Bukavu, c’est deux extrêmes : lorsqu’il ne pleut pas pendant plusieurs jours ou pendant la saison sèche, la poussière est telle que tout Bukavu et ses environs sont sales, tout poussiéreux : habitants, véhicules, motos, toits des maisons portent cet habit sale. Les pluies, quant à elles, sont porteuses de boue, une boue collante, si collante que les meilleures chaussures made in Italy ne sauraient y faire face.
Lorsque vous débarquez à Bukavu la nuit, à bord d’un avion, les yeux bandés et qu’on vous demande dans quelle ville vous vous trouvez, la probabilité est grande que vous répondiez : « Matadi ». Bukavu, c’est un peu comme Matadi. Il est construit sur un relief montagneux, au bord des eaux : le lac Kivu. Bukavu n’a rien à envier à Kinshasa : ses altères sont défoncées. Leur réhabilitation n’est pas pour demain.
Bukavu by night
La nuit, Bukavu porte une autre robe : festive, d’ambiance. Nous la découvrons mardi 2 février. A l’invitation des amis, nous nous retrouvons dans un des coins à recommander aux ‘’On ne vit qu’une fois’’ : Parc des princes, construit pratiquement au bord du lac Kivu. L’ambiance et le décor y sont très féeriques. Tout Bukavu festif y prend rendez-vous chaque nuit pour se dépoussiérer : nationaux et expatriés, tous sexes confondus. La lumière est telle que tout ce qui est sale ou laid devient propre et beau.
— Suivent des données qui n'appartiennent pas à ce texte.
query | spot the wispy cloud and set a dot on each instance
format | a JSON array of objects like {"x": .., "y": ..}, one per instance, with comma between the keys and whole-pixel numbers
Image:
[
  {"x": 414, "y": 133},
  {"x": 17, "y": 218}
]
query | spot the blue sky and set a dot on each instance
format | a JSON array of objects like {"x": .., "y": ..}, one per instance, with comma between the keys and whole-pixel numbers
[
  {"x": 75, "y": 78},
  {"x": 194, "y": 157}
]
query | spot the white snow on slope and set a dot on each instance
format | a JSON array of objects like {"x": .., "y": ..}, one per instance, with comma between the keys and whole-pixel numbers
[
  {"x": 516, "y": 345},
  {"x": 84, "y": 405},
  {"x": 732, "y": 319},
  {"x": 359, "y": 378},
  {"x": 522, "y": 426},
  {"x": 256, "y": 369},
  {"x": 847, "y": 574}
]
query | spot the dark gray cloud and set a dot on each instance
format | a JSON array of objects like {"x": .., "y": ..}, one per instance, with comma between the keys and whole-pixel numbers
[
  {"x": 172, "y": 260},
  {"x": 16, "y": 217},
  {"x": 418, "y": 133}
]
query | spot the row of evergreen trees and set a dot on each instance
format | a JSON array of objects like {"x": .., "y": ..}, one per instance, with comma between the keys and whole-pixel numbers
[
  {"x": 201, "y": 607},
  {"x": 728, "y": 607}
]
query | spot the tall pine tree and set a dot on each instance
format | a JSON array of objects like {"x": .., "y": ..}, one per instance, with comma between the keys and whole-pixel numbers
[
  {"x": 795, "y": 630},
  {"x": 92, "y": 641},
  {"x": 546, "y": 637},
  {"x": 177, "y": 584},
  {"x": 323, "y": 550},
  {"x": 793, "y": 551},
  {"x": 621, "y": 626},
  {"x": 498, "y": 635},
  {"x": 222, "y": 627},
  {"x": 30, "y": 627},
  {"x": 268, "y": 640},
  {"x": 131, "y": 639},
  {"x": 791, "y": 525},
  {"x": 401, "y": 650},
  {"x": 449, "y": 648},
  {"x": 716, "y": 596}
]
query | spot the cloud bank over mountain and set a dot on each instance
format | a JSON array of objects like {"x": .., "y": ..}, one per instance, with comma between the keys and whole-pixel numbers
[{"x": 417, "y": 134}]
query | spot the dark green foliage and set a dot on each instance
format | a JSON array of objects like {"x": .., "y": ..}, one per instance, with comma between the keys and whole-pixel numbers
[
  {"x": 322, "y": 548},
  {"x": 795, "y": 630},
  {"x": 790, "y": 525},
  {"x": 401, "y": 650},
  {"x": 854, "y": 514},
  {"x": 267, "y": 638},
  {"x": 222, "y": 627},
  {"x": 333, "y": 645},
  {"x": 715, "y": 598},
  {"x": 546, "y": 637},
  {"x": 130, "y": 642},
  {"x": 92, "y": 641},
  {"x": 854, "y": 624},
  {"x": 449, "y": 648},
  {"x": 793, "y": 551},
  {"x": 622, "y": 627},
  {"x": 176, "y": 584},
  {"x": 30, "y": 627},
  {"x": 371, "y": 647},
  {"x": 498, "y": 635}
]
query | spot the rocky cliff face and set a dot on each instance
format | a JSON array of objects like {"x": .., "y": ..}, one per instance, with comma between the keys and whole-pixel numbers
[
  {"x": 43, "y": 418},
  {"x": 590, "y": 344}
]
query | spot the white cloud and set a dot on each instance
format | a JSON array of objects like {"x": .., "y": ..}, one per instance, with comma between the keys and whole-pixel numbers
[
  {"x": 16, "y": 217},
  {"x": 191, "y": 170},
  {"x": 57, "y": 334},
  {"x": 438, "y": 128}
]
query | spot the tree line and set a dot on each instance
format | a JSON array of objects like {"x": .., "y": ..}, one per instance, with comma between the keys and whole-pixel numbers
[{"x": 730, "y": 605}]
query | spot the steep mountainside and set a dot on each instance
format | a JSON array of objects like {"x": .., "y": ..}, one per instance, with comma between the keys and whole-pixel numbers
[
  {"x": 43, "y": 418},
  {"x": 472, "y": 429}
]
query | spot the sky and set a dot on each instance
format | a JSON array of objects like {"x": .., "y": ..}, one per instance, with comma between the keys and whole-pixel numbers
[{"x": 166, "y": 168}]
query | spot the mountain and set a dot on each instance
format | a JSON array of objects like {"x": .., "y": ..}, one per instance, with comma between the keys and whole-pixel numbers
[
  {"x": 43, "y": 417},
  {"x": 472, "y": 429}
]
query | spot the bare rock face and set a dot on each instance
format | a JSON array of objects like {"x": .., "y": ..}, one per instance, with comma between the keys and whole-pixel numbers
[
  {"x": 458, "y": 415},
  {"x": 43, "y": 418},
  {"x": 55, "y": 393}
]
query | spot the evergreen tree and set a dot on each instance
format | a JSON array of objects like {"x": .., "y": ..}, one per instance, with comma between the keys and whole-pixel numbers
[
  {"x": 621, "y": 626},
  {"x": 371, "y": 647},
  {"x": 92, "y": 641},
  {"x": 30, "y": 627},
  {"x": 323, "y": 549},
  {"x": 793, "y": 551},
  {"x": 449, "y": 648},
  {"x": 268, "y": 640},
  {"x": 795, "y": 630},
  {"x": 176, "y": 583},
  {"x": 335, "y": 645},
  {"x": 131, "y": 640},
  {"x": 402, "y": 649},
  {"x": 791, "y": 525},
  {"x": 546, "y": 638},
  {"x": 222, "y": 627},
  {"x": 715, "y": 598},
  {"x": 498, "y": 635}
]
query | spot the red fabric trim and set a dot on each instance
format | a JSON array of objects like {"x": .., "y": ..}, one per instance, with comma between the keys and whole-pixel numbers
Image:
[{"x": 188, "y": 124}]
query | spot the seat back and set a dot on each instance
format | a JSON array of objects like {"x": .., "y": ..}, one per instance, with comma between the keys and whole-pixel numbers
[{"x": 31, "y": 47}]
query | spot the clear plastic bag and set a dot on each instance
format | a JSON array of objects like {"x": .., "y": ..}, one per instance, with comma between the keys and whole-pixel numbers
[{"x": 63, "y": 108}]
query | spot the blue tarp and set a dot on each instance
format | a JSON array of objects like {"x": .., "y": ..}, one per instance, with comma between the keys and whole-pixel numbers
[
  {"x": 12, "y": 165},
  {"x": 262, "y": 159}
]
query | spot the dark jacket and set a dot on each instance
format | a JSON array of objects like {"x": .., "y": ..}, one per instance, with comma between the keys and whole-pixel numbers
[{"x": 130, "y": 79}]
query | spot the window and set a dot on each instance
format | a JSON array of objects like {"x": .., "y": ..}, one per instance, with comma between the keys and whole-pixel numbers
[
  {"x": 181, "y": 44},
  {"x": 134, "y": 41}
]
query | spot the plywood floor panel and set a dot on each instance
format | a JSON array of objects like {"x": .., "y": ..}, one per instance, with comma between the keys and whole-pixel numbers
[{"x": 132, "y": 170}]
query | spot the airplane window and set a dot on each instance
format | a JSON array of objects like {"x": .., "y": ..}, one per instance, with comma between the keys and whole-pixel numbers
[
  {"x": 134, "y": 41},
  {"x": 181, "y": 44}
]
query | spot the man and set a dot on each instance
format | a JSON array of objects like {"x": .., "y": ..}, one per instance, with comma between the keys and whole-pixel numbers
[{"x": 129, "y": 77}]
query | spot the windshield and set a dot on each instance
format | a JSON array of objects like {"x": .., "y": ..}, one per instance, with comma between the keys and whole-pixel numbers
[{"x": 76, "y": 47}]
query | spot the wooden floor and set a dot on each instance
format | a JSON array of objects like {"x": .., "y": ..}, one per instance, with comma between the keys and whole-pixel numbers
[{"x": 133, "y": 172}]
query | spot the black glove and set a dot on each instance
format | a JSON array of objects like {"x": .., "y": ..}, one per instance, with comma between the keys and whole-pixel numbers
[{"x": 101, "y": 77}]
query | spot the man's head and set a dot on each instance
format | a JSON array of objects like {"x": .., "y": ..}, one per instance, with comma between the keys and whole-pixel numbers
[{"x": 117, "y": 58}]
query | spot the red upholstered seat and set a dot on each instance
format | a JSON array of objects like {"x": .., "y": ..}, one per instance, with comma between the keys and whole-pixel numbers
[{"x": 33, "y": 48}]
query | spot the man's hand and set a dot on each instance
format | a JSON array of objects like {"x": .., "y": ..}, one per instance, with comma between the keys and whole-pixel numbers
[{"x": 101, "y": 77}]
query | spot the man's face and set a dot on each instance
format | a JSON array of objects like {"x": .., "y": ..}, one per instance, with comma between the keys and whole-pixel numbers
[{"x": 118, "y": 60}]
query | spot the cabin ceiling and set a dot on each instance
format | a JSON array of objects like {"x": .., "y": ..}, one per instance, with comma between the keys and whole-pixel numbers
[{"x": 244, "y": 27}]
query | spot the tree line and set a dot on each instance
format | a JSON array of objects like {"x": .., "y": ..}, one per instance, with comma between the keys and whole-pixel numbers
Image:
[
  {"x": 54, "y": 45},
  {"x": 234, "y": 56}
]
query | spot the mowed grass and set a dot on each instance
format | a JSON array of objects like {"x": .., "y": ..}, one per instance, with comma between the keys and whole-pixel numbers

Très taquins, nos amis nous lancent :’’ Restez dans votre Kinshasa où l’on ne consomme pour viande que des chinchards. Nous, ici, c’est du bœuf frais’’, se vantent-ils. ‘’Avez-vous un truc pareil à Kin ? [Allusion faite au ‘’Parc des princes’’] Il est de loin plus chic que votre Chez Ntemba. Remarquez qu’il est bâti sur le lac », ajoutent-ils.
Quelques instants après, le courant électrique est coupé. Nous profitons pour leur répliquer : ‘’Voyez, c’est comme à Kinshasa, il y a délestage’’. Ils attaquent en plaisantant : ‘’ C’est parce qu’il y a quelques Kinois dans la boîte ». Un générateur électrique prend immédiatement la relève aussitôt après la coupure.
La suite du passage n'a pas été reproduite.